Computational Genomics
A central problem in bioinformatics is the analysis of genomic information, culminating in the study of the human genome of an individual person (personal genomics). Research in genomic analyses includes annotating the genomes (such as coding and functional non-coding regions) through both computational and experimental approaches, dissecting gene regulation networks and signaling pathways, identifying disease-causing genes and variants (e.g., related to neuroscience), and cancer genomics.
Macromolecular Structure and High Resolution Imaging
Fundamentally, the genome encodes the structures of molecules, the machines that carry out the work of the cell. Determining structures involves analysis of high-resolution imaging data from techniques such as cryo electron microscopy. Analyzing structures involves dealing with complex 3D shapes and simulating them based on physical principles. One of the grand challenges to computational biology is ab initio prediction of protein structures as well as the elucidation of structure-to-function relationships.

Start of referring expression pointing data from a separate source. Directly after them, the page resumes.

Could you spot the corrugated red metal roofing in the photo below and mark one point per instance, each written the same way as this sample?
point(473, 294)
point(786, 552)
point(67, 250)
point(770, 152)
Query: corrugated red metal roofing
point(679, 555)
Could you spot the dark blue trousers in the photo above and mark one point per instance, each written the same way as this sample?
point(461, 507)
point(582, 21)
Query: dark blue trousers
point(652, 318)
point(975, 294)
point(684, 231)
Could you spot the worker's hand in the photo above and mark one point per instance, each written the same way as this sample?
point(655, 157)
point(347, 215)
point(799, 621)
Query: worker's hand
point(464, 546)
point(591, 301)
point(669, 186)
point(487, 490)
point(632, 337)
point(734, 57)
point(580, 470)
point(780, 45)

Computational and Systems Immunology
Computational and systems immunology involves the development and application of bioinformatics methods, mathematical models, and statistical/machine learning techniques for the study of immune system biology. Systems approaches can be used to predict how the immune system will respond to a particular perturbation such as infection or vaccination, to infer and model the molecular and cellular networks that underlie immune responses and their dynamics, and to understand and rationally design effective immunotherapy. Computational approaches are also increasingly vital to transform the wealth of multi-omics data gathered from immune cells into biological insights. More generally, the integration of machine learning and dynamical/mechanistic modeling approaches are critical for achieving a predictive and quantitative understanding of the immune system. In addition, computational approaches are vital to empower the emerging field of synthetic immunology including the rational engineering of immune cells to serve as biosensors and therapeutic effectors.
AI Models and Distributed Analytics and AI Model Evaluation
Repositories holding large amounts of data from patients or study participants (in particular electronic health records) need to be reconceptualized. In particular, they may require researchers to compute within their enclaves. To build and/or evaluate models across several repositories, new approaches for distributed data analysis are necessary: from model constructing and testing, to internal and external validation, methods produce results that are often indistinguishable from those that would have been obtained by centralizing all data in one place. Distributed model evaluation methods address both classification performance and model calibration and bias that can be introduced by certain models. Analyzing clinical and population health data, in addition to molecular data, is important to extract patterns, optimize workflows, and build reliable predictive models using AI.
Machine Learning Techniques and Efficient Algorithms
Many theoretical and practical problems in the biological and biomedical sciences require unique algorithmic and computational solutions, involving machine learning, deep learning, combinatorial optimization, signal processing, and high-performance computing. For example, even simple processing of the extremely large-scale data generated by state-of-the-art genomics facilities requires considerable software and hardware development.